Indoor- und Outdoor-Empfang sollen getestet werden

Über den Test informierte vor kurzem das Unternehmen Media Broadcast, was in Deutschland unter anderem das UKW-, DAB+-, und DVB-T Sendernetz betreibt. Getestet werden soll in dem ersten Feldversuch der Indoor- wie auch der Outdoor-Empfang. Insgesamt für 18 Monate ist der Feldversuch angelegt. Die Nachfolgetechnik soll dabei in Kombination mit dem HEVC/H.265-Kompressionsstandard getestet werden. Hersteller haben damit eine Testumgebung um zukünftige Geräte auszuprobieren. Weiterhin sollen auch Tests zum Switch von DVB-T auf DVB-T2 getestet werden. Ein weiterer Flächentest findet in München im Rahmen eines Projektes vom IRT und BR statt. Der Test wird dabei sowohl von öffentlich-rechtlichen als auch privaten Unterstützern begleitet. So sind ARD, ZDF, die Mediengruppe RTL, ProSiebenSat.1, Arte, Samsung, Sony, LG Electronics, Panasonic, Philips, Loewe, Humax, Technisat, Rohde & Schwarz, Sagemcom und Funke mit dabei. Weiterhin zählen der VPRT, das DVB-Konsortium und der Zentralverband Elektrotechnik- und Elektronikindustrie zu den Unterstützern. Die Testsendungen werden vom Alexanderplatz und dem Schäferberg in Berlin mit einer Feldstärke von 50 kW ERP auf dem Kanal 42 übertragen. Die Programmangebote werden zum Teil verschlüsselt und zum Teil unverschlüsselt ausgestrahlt.
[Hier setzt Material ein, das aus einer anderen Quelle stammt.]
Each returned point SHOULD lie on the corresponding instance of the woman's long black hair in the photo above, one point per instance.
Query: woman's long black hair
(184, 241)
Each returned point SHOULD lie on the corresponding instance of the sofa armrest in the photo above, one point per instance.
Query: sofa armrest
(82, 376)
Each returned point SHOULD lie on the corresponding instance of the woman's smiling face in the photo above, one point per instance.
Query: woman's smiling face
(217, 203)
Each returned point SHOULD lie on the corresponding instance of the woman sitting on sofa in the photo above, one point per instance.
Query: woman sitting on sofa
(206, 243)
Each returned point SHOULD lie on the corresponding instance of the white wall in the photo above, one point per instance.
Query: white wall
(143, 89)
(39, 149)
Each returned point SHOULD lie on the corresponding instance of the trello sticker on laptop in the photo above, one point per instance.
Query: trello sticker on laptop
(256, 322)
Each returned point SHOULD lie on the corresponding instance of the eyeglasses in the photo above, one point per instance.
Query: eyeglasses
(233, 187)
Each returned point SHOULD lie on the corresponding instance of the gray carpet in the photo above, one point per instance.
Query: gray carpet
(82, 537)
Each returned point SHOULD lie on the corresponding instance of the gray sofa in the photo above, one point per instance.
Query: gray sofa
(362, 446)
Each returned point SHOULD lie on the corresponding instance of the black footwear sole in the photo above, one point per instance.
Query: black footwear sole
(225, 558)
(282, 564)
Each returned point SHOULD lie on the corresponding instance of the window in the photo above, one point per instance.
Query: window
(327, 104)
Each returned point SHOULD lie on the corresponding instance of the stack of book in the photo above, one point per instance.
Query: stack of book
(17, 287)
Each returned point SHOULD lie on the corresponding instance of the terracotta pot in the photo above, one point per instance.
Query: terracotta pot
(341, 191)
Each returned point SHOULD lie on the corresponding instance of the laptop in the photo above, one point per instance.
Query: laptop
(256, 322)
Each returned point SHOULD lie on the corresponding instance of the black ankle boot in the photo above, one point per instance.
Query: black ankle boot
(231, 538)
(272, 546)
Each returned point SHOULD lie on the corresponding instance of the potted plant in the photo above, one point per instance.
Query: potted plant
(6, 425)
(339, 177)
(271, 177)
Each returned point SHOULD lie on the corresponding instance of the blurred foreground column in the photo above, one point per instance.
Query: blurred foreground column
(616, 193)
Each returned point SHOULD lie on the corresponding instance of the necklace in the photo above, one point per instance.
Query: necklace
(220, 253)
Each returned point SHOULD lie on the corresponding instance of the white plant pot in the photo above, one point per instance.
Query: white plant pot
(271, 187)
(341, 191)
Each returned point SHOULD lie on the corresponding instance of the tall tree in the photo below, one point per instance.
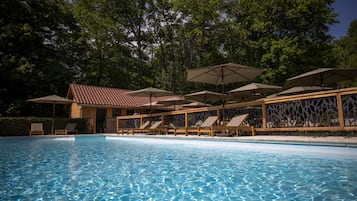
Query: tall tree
(345, 51)
(36, 46)
(285, 37)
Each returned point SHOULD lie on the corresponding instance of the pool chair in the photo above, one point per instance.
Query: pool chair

Die Einführung soll ab 2016 erfolgen

DVB-T2 nutzen können Endkunden ab Juni 2016. Dann wollen ARD und ZDF bis 2019 schrittweise auf den neuen Standard umstellen. Dafür werde ein breites Frequenzspektrum inklusive des 700 Megahertz Frequenzbandes benötigt. Die Verbraucherzentrale Rheinland-Pfalz äußerte unterdessen, dass öffentlich-rechtliche wie auch private Nutzer die Sender über DVB-T 2 empfangen können sollten. Eine Verschlüsselung wie sie die privaten Sender über Satellit oder Kabel durchführen mache das Angebot schlichtweg unattraktiv. DVB-T2 könnte trotz IPTV ein Erfolg werden. Der neue Standard hat den Vorteil, dass er keine mobile Datenflatrate verlangt, sondern ganz einfach für alle Nutzer auf Abruf zur Verfügung steht. Hier könnte nun endlich die Grundlage dafür gelegt werden, dass sich mobiles Fernsehen endlich durchsetzt.
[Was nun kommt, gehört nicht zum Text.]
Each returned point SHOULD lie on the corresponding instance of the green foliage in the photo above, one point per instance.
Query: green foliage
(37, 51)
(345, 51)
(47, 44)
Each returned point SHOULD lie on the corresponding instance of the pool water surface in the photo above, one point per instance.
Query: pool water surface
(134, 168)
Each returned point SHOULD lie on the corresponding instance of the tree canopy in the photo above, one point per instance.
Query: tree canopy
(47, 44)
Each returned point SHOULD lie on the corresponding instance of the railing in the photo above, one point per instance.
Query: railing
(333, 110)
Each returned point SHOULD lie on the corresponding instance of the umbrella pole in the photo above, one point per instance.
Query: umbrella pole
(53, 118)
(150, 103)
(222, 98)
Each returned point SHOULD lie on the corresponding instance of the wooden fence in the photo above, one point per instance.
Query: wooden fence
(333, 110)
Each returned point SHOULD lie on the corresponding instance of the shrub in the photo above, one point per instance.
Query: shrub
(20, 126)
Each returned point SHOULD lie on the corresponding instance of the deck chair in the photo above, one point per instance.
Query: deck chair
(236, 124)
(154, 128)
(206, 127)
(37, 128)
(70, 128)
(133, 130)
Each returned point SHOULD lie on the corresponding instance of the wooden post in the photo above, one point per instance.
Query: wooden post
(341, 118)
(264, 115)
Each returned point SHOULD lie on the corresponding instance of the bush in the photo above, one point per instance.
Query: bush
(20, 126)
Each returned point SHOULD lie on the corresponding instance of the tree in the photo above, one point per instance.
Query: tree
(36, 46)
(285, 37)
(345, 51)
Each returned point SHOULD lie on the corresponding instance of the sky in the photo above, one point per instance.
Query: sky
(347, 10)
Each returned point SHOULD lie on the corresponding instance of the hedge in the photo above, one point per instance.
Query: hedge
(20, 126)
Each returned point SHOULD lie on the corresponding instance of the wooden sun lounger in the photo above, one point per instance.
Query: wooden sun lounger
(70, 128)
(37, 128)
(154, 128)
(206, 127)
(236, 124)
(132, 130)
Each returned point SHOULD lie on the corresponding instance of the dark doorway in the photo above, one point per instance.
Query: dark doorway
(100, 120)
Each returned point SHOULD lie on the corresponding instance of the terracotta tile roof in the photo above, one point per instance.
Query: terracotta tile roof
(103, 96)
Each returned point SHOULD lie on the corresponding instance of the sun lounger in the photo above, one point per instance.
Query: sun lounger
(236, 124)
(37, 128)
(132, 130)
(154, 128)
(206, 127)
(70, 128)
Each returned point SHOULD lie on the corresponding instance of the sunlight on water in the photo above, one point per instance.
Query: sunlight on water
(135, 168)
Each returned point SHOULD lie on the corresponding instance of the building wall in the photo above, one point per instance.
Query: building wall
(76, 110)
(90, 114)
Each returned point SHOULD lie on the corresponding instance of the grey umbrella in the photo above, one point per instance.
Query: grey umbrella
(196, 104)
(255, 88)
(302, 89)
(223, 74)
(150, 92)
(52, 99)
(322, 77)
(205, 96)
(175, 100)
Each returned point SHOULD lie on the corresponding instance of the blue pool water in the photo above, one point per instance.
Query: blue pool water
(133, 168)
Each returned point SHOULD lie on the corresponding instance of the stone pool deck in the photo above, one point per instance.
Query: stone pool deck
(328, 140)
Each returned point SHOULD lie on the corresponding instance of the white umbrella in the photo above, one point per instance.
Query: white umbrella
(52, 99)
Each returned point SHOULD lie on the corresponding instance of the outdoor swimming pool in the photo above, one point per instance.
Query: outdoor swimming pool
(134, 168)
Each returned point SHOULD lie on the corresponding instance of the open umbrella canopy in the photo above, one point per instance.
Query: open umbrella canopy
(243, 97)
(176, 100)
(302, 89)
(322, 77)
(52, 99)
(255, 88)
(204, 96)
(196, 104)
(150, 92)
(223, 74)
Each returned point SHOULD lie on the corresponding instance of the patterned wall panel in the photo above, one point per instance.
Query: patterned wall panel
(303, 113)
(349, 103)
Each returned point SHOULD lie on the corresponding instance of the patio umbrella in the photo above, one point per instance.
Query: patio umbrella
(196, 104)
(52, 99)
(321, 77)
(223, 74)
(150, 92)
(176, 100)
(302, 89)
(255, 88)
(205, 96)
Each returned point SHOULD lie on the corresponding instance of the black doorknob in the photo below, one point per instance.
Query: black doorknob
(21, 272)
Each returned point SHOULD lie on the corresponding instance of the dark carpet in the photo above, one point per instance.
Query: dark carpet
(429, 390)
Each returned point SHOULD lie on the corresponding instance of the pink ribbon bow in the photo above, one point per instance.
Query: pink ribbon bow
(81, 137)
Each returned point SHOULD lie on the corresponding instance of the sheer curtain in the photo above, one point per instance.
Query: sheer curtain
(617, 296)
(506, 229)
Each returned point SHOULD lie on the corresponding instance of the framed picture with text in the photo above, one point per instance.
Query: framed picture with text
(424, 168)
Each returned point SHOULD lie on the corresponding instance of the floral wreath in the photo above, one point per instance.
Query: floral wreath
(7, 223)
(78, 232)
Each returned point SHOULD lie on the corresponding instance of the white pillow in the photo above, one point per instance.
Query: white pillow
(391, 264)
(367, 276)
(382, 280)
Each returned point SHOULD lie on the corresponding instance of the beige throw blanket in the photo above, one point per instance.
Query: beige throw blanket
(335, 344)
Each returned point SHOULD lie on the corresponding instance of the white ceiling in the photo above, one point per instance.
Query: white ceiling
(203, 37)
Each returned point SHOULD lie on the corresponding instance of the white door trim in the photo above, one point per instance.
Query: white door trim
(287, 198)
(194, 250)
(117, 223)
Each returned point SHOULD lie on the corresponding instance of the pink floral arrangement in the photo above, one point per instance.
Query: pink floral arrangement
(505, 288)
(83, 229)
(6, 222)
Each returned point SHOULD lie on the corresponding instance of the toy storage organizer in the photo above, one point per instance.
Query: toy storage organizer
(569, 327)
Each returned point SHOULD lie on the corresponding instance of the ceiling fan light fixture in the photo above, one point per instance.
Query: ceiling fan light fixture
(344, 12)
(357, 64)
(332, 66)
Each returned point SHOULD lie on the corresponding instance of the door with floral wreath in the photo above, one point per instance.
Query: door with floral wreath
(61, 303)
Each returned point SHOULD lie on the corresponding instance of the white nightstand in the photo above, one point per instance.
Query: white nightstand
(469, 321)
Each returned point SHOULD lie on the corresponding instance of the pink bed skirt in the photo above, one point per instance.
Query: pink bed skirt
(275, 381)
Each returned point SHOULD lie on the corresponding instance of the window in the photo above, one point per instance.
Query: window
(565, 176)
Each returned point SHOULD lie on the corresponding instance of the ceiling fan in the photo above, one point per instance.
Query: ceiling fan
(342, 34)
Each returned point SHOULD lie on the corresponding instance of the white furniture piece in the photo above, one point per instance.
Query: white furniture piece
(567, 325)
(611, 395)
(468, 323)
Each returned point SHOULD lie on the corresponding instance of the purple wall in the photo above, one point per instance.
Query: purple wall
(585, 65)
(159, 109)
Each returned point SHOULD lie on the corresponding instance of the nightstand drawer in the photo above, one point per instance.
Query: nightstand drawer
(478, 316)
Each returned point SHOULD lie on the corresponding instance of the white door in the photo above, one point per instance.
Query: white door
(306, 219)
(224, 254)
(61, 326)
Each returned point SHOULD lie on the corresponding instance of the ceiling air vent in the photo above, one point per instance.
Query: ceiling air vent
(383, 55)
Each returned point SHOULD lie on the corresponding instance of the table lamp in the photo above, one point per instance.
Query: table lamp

Eine Antwort zu diesem Blogbeitrag
  1. 7,4 Millionen Haushalte nutzen Fernsehen über Antenne. Das entspricht immerhin einem Anteil von 18,5 Prozent (in Ballungsgebieten noch mehr): Sollen diese Geräte ab 2016 Elektroschrott werden? Millionen?
    Und die Programme mit DVB-T2 werden großteils verschlüsselt, also gegen Monatsgebühr?
    Das wird Ärger ohne Ende geben! Geräte für DVB-T2 mit H.265 gibt es noch nicht, 15 Monate vor dem Start? Ansonsten eine tolle Idee, statt 576 Zeilen dann satte 720 Zeilen in der ARD. HD light? UHD, 4k, 8k? Dann wieder neue Geräte? Was sagt die EU dazu? Nur Deutschland will H.265.
    Das geht voll in die Hose! Ich plädiere für eine lange Übergangszeit, also einen Kompromiss. Heute gekaufte Geräte sollten in 10 Jahren noch funktionieren! Aus DAB und DAB+ sollte man lernen. UKW kann man so schnell nicht abschalten.